I cannot reproduce any issues and see the expected memory usage:

print("{:.2f}MB used".format(torch.cuda.memory_allocated()/ 1024**2))
# 0.00MB used

device = "cuda"
x = torch.randn(1, 3, 150, 128, 128, device=device)
conv = nn.Conv3d(3, 16, [3, 5, 5], stride=1, padding=(4, 2, 2), dilation=(4, 1, 1)).to(device)

print("{:.2f}MB used".format(torch.cuda.memory_allocated()/ 1024**2))
# 28.14MB used

out = conv(x)
print("{:.2f}MB used".format(torch.cuda.memory_allocated()/ 1024**2))
# 178.14MB used

yinjun1131 · November 24, 2024, 4:50am

I just tried using your method to call only one conv3d separately, and the memory usage is within an acceptable range. However, if I execute the following code, it will estimated to occupy 1g of memory. Is there any good optimization solution for this? I am trying to convert this model into onnx, which only takes up less than 500mb of memory on mobile devices, while the first layer of this model (the following code) uses 1g
Thank you for your reply

self.Feature_extracter = nn.Sequential(
            nn.Conv3d(3, 16, [3,5,5],stride=1, padding=(4,2,2), dilation=(4,1,1)),
            nn.BatchNorm3d(16),
            nn.ReLU(inplace=True),
            nn.MaxPool3d((1, 2, 2), stride=(1, 2, 2)),

            # self.drop,

            nn.Conv3d(16, 32, [3, 3, 3], stride=1, padding=(4,1,1), dilation=(4,1,1)),
            nn.BatchNorm3d(32),
            nn.ReLU(inplace=True),

            # self.drop,

            nn.Conv3d(32, 64, [3, 3, 3], stride=1, padding=(4,1,1), dilation=(4,1,1)),
            nn.BatchNorm3d(64),
            nn.ReLU(inplace=True),
            nn.MaxPool3d((1, 2, 2), stride=(1, 2, 2)),
            # self.drop,
        )

yinjun1131 · November 24, 2024, 4:51am

I once tried to disassemble Sequential, but it seems that the memory usage will only be released after the model has finished running.
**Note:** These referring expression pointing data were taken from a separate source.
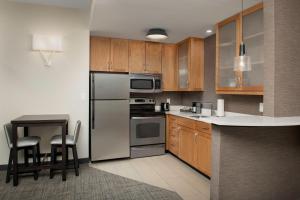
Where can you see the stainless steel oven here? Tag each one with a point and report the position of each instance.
(145, 83)
(147, 130)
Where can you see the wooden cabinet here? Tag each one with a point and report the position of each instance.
(186, 144)
(153, 57)
(190, 140)
(108, 55)
(169, 67)
(228, 39)
(119, 55)
(191, 64)
(99, 54)
(137, 56)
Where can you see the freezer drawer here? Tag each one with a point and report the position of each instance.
(109, 129)
(109, 86)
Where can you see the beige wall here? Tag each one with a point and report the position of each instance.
(282, 71)
(26, 85)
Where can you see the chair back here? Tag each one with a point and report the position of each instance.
(76, 131)
(8, 134)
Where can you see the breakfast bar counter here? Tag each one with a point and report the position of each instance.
(253, 157)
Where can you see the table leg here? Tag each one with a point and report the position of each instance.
(63, 149)
(26, 150)
(15, 154)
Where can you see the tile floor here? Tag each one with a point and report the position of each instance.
(164, 171)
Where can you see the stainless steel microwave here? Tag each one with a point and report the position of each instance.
(145, 83)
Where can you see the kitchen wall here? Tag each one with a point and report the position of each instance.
(233, 103)
(27, 86)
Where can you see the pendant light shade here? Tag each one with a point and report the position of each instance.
(242, 62)
(157, 34)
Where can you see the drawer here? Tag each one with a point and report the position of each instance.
(188, 123)
(203, 127)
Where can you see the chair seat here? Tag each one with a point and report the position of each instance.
(57, 140)
(27, 141)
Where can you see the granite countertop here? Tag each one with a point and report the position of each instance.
(237, 119)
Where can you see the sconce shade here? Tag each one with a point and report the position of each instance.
(47, 43)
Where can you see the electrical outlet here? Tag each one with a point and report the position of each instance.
(169, 100)
(261, 107)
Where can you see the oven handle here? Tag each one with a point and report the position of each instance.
(161, 117)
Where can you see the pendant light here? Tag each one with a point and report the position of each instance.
(157, 34)
(242, 62)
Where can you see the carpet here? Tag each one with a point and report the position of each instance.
(91, 184)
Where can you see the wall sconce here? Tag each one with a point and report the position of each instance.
(47, 46)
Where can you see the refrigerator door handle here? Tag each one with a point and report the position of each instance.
(93, 114)
(93, 86)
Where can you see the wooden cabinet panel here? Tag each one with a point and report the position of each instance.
(196, 69)
(169, 67)
(153, 57)
(119, 55)
(137, 56)
(186, 144)
(99, 54)
(203, 153)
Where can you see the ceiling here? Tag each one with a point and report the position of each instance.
(80, 4)
(181, 18)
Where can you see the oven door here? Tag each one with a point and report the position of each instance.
(147, 130)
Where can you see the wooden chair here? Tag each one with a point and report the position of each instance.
(25, 143)
(71, 141)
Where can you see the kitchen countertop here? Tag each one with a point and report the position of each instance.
(237, 119)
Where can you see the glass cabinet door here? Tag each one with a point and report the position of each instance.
(226, 47)
(253, 34)
(183, 49)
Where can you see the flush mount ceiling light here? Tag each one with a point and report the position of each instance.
(157, 34)
(47, 46)
(242, 62)
(208, 31)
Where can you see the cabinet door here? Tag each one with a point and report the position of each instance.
(183, 63)
(99, 54)
(153, 57)
(203, 153)
(186, 144)
(196, 68)
(169, 67)
(137, 56)
(119, 55)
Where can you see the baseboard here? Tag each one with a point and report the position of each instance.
(81, 161)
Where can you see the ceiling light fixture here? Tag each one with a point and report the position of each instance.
(242, 62)
(157, 34)
(209, 31)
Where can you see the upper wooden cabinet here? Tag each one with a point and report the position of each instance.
(191, 64)
(108, 54)
(119, 55)
(153, 57)
(99, 54)
(228, 39)
(169, 67)
(137, 56)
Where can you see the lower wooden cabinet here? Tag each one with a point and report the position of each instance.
(190, 140)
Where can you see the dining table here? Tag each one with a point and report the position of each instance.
(45, 120)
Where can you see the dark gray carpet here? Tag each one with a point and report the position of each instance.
(92, 184)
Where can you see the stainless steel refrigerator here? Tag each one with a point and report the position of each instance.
(109, 121)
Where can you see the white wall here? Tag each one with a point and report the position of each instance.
(27, 86)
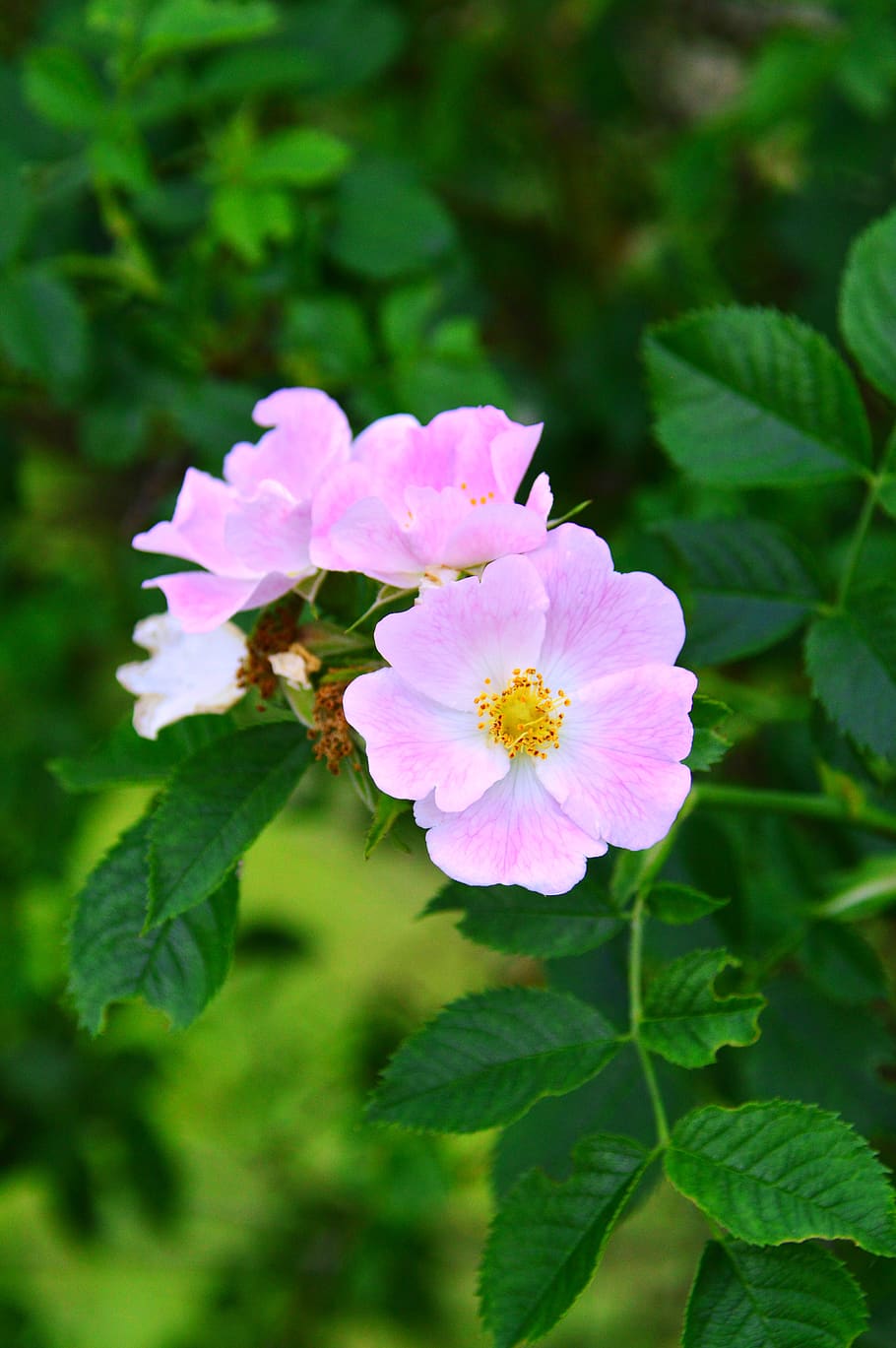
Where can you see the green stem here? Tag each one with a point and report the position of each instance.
(635, 956)
(855, 813)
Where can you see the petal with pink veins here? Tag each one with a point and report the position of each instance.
(460, 635)
(416, 745)
(616, 771)
(600, 620)
(201, 600)
(310, 435)
(514, 835)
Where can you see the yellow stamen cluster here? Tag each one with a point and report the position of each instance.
(526, 716)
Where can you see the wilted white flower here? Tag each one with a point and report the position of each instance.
(187, 673)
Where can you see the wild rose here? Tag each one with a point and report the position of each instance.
(420, 503)
(186, 674)
(251, 532)
(534, 715)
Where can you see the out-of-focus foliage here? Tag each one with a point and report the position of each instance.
(414, 207)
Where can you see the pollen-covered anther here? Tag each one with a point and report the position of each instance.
(526, 716)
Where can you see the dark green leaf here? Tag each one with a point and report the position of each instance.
(62, 90)
(683, 1018)
(547, 1238)
(386, 225)
(752, 398)
(710, 744)
(176, 26)
(522, 923)
(867, 303)
(796, 1297)
(176, 968)
(679, 903)
(852, 662)
(783, 1172)
(218, 803)
(483, 1059)
(43, 331)
(300, 158)
(749, 587)
(124, 758)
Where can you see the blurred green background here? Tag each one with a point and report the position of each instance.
(414, 207)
Is there a way to release it in advance?

ptrblck · November 24, 2024, 4:32pm

Intermediate forward activations will be stored to compute the gradients during the backwards pass. If you don’t want to compute gradients, use torch.no_grad() to disable storing intermediates.
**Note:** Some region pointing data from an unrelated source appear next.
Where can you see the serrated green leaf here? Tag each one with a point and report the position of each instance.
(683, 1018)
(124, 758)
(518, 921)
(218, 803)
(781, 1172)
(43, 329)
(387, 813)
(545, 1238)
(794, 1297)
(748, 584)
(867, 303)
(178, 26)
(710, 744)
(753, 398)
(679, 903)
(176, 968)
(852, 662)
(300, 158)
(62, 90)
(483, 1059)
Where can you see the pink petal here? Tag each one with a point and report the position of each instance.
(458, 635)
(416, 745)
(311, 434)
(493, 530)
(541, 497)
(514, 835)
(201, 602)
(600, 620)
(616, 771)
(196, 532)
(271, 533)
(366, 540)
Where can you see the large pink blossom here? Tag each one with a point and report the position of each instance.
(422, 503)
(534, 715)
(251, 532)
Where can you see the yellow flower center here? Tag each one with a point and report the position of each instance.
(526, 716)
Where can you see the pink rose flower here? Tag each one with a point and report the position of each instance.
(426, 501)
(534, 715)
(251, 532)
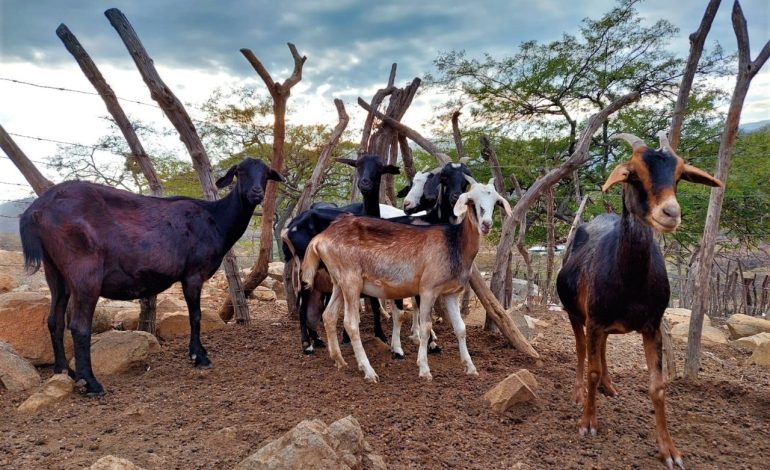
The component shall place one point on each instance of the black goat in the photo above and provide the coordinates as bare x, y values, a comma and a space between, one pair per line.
306, 225
613, 278
94, 241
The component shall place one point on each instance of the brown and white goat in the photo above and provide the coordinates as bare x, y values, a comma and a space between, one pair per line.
613, 277
395, 261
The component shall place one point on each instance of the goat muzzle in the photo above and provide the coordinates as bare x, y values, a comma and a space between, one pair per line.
255, 195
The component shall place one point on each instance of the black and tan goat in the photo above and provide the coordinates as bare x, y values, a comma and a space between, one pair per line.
613, 278
394, 261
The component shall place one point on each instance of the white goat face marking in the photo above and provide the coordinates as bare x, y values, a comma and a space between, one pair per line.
484, 198
412, 198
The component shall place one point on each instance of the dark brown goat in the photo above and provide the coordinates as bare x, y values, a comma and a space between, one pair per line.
613, 278
94, 241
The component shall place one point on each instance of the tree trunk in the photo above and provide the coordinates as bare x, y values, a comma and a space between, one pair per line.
92, 73
457, 136
176, 113
491, 305
28, 169
280, 93
501, 318
578, 157
746, 72
550, 245
697, 40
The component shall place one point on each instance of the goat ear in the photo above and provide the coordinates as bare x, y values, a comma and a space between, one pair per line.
696, 175
225, 181
274, 175
618, 175
461, 206
506, 207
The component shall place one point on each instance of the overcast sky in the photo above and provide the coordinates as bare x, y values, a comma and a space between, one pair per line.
350, 46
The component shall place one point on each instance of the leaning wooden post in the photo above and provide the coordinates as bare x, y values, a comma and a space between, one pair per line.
747, 70
493, 308
92, 73
176, 113
578, 157
28, 169
280, 93
306, 198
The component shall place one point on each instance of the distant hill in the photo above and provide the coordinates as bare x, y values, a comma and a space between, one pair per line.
753, 126
9, 215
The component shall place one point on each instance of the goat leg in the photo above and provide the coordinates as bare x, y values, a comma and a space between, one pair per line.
653, 352
588, 423
80, 325
330, 323
452, 304
606, 385
351, 321
578, 393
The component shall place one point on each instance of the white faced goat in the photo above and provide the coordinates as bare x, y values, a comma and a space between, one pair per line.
395, 261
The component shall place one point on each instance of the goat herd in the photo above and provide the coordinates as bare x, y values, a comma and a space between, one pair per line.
96, 241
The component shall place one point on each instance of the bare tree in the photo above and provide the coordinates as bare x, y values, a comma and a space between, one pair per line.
697, 40
578, 157
747, 70
280, 93
28, 169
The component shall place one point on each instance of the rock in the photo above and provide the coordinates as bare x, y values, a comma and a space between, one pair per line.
178, 323
55, 389
741, 325
24, 325
751, 343
264, 294
167, 303
110, 462
709, 334
275, 270
761, 355
519, 291
275, 286
7, 283
516, 388
127, 319
675, 316
311, 444
16, 373
114, 352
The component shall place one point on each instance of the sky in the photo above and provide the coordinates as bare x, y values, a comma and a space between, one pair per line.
350, 46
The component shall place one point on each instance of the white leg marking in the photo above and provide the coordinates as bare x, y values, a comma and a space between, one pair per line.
453, 310
330, 316
351, 326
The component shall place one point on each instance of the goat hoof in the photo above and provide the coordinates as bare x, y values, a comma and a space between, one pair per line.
608, 389
93, 389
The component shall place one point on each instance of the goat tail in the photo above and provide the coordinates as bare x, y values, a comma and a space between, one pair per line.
310, 264
31, 243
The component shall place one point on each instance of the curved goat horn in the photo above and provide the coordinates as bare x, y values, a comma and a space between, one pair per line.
634, 141
664, 143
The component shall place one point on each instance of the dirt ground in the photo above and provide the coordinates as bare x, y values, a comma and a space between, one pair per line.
170, 415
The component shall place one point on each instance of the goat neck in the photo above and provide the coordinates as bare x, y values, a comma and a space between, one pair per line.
234, 213
635, 244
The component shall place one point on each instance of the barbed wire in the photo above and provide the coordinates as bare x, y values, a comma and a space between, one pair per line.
70, 90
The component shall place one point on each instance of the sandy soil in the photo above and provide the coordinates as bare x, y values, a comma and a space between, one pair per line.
170, 415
yinjun1131 · November 26, 2024, 1:32am

I followed your method and it seems to have worked, saving a little bit of memory, but it still seems to be an unacceptable usage size on mobile devices. May I ask what method can I use to obtain the memory usage situation? Such as how much memory is occupied by that parameter, etc

ptrblck · November 26, 2024, 4:53pm

Could could estimate the memory usage by calculating the number of parameters, forward activations, gradients etc. as described here. You could also use the dispatch mode as described here.